By now, she’s cranky, sweaty, and reconsidering all her life choices. But hey, she finally finds the lounge! Victory? Not so fast. They want her boarding pass and her passport. Why? Blank stares. She asks again. Still blank. Finally, one brave soul explains they send her name and passport number to the airline. She asks why—because who wouldn’t?—and the response is more blank stares and rising irritation. Fine. Whatever. Her companion is hungry, so they hand over their passports, dignity, and will to live.

Here’s the kicker: The harder it is to get into a lounge, the crappier it usually is. This one? Cold cuts, sad cheese slices, and vibes colder than the meat tray. Starbucks saved the day with a latte, and now, she’s calm. Well, calmer. Until she writes this all down and relives the horror.

Next up, she decided it was time to grab a T-shirt for a friend at one of those airport souvenir shops. You know the type—everything overpriced, but somehow still irresistible. As she is browsing, a sales associate swoops in like a caffeinated mosquito, asking if we like the shirts. My friend mutters a non-committal “yes” and casually sidestep, attempting the classic fade-into-the-background maneuver.

But no, she’s got other plans. With the enthusiasm of someone auditioning for a telemarketing role, she gestures to a gigantic sign (seriously, it’s practically a billboard) that says, “Buy 2, Get 1 Free!” Clearly, my friend already had seen it, unless she was blind or just landed from Mars. So, she politely declines and tries to resume the delicate art of shirt selection.

Yet, like a boomerang of persistence, the sales person is back. Hovering. Smiling.
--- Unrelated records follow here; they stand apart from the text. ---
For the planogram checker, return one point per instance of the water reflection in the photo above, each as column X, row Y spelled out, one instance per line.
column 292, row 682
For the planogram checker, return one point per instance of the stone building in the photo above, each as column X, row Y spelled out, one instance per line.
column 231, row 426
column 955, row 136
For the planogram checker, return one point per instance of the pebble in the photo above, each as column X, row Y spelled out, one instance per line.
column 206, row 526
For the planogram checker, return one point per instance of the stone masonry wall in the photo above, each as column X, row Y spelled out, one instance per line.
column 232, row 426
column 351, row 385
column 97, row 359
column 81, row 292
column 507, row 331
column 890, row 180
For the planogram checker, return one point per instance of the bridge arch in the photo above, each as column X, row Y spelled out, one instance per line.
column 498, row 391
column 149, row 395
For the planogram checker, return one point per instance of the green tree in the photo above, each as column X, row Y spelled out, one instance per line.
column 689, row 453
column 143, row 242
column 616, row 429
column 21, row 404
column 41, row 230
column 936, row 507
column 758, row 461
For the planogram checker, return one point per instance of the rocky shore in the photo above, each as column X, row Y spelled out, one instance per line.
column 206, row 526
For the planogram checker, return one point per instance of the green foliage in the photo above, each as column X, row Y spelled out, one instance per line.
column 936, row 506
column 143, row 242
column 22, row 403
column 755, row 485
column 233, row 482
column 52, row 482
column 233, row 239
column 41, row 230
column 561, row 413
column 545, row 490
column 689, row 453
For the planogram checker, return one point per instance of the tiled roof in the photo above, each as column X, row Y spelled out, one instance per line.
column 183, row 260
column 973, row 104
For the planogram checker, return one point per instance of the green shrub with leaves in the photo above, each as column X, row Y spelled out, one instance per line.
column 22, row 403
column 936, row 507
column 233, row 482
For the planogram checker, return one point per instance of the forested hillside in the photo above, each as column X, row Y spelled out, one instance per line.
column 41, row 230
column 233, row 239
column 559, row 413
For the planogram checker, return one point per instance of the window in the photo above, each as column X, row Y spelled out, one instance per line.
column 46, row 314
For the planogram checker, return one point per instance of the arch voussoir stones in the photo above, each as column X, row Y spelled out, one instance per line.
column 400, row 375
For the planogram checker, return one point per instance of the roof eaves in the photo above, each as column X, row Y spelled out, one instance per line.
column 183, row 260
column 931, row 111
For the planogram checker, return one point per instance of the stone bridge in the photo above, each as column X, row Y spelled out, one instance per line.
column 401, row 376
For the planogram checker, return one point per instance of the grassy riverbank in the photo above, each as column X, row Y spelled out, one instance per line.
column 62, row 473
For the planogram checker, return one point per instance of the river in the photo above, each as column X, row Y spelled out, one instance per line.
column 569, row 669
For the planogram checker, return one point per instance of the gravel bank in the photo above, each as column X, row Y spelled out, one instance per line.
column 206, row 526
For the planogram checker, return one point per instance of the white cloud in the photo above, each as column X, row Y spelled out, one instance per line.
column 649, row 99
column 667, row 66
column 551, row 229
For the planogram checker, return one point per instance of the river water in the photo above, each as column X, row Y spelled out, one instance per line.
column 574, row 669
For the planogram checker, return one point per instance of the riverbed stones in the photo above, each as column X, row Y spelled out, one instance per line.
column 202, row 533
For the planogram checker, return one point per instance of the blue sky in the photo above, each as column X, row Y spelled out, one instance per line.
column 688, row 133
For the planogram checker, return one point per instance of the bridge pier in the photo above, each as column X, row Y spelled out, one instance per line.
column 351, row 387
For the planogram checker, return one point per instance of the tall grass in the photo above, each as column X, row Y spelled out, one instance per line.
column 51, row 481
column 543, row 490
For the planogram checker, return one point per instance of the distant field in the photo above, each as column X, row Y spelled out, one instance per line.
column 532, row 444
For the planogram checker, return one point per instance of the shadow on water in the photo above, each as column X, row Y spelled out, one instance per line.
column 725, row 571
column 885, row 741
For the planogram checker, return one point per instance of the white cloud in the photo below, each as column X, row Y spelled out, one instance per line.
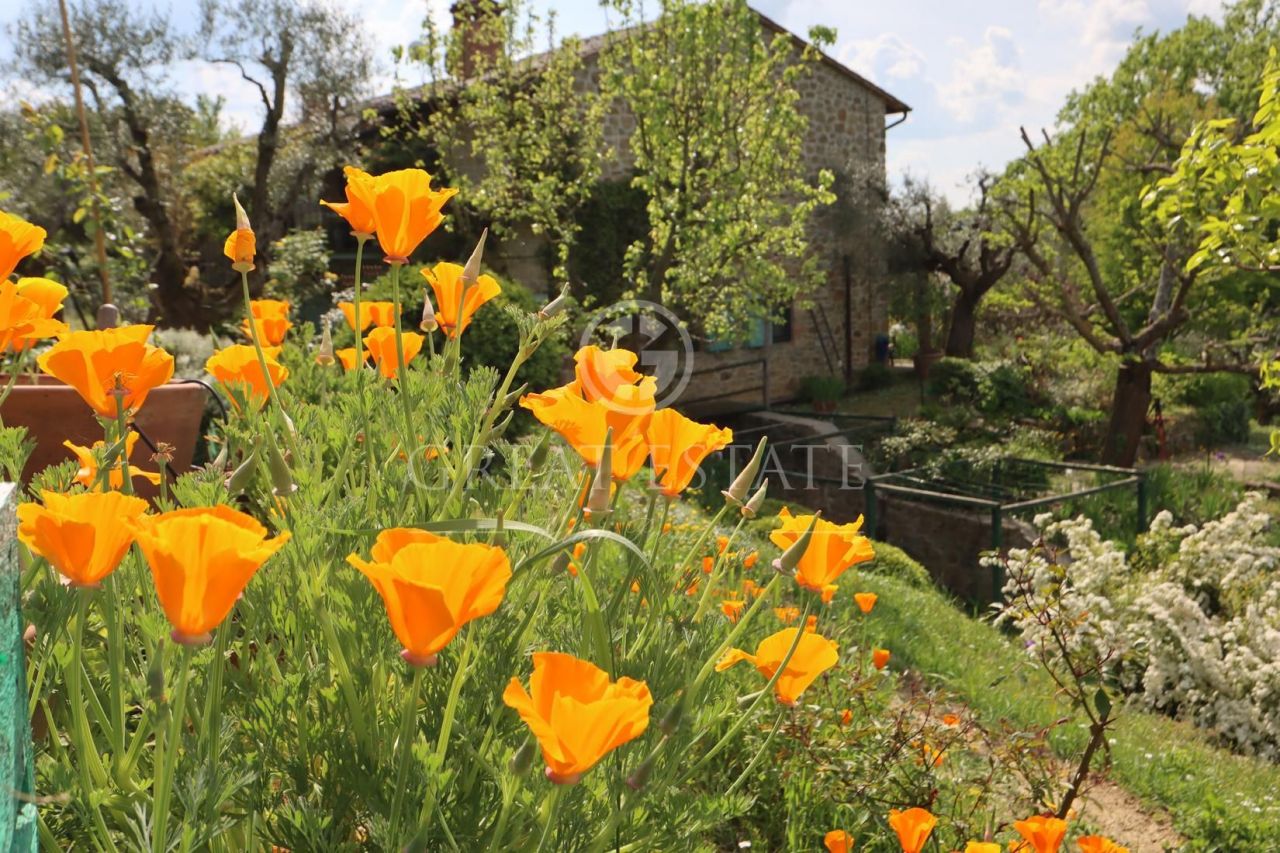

Asking, “What can I do for you?” At this point, my friend’s patience has gone through security and boarded the flight without her. She glances at her, and before she can stop myself, blurt out, “You can leave me alone!”

The shock on her face could’ve earned my friend an Oscar. She backs away like my friend just revealed she was carrying an emotional support velociraptor. Admittedly, my friend might have said it a tad loud…

This whole situation brought me back to that time in Branson, Missouri—America’s favorite blend of theme park vibes and midlife crises. I was still living in Holland then, completely unprepared for the Disney-on-cornfields chaos of that bustling little town. While shopping in some local outlet, the cheery cashier asked me how I was enjoying Branson. Without skipping a beat, I declared, “I hate it!”

Cue my partner, who swooped in like a Dutch diplomat at a crisis summit, explaining, “Oh, he’s Dutch. He can’t help it!” And then—because apparently honesty wasn’t the best policy that day—I got a mini lecture about cultural sensitivity and how I shouldn’t scare the locals. Lesson learned: sometimes, it’s better to just smile, nod, and pray for an escape route.